I am not asked to speak openly about how my faith played a major role in my recovery to often, even though many say they can hear it or feel it. I love speaking about my faith, that is the entire reason I am traveling the country riding on an emotional roller coaster! God kept putting it out there for me to hear and when I was ready, I grudgingly accepted. Now you can’t get me to stop!
Having a home cooked meal with the FFA officers of Riverdale High School and faculty was amazing. Like the food was Uh-Maz-Ing. Miss Casey is known for her glorious dishes. All three school presentations were intimate. Small school districts mean I am up close and personal during the assembly. Eyes meeting eyes. Head nods and of course tears. It’s not that I intend to make people cry, but they feel what I feel when describe the details of our family’s situation.
The presentation that would not allow me to sleep though was the evening community faith presentation. We were so close that I didn’t even use a microphone. I was on an emotional high anyway and with speaking about my faith, I knew I was going to be a hot mess.
After answering questions, it was asked if they could pray over me. Something I used to feel entirely awkward about because no one had ever done this for me until after my crash. Today I welcome it and use each and every prayer I receive.

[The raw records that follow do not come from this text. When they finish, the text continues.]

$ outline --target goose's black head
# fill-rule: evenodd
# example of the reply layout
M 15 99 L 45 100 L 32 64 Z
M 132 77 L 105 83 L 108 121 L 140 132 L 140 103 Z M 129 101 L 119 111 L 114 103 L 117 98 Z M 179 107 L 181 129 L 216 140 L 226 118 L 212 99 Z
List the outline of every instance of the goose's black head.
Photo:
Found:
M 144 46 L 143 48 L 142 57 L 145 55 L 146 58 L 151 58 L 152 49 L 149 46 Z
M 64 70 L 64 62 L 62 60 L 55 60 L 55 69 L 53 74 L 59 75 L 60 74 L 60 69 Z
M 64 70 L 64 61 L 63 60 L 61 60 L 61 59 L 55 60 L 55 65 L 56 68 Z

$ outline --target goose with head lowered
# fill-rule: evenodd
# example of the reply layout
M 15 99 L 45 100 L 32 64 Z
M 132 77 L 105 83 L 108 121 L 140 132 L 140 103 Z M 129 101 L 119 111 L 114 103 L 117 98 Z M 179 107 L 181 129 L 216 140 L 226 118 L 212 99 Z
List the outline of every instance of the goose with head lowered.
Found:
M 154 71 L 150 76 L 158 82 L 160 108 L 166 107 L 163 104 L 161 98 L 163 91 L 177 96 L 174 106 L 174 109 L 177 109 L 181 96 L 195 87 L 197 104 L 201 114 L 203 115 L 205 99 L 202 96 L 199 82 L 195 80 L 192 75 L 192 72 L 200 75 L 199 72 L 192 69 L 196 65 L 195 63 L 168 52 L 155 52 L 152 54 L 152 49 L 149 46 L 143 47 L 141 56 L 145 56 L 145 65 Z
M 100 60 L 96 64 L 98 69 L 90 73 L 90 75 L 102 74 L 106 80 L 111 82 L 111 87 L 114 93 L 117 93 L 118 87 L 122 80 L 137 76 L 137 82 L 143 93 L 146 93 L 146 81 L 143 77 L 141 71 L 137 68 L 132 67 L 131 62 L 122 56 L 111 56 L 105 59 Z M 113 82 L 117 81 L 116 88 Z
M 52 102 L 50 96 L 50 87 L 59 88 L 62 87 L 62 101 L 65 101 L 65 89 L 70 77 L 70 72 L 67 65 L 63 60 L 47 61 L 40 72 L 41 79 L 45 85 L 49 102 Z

I walked down from the stage and stood by the lovely woman who asked. What I did not anticipate was that within seconds every person would move from their seat and surround me.
I put my hands on my mouth and told her I thought I might lose it. Everyone had a hand on another person’s shoulders and when she laid her hand on mine we were all connected as one. That moment, that small moment when I felt the warmth, energy and overall comfort come from this group through her hand was something I had never experienced before. Guess what happened next. Yes, I lost it.
Immediately. The kind where huge crocodile tears, hot as my bath water streamed down my cheeks. I did that thing that women do when they can’t control their emotions. I tried to catch my breath and instead of one nice long suck inwards it was four short clipped breaths and my chest heaved so big that I think it hit my chin.
Before long I didn’t know if they wetness on my lips from was the floodgates of my eyes or snot running out of my nose! Not kidding. It was the BEST experience ever.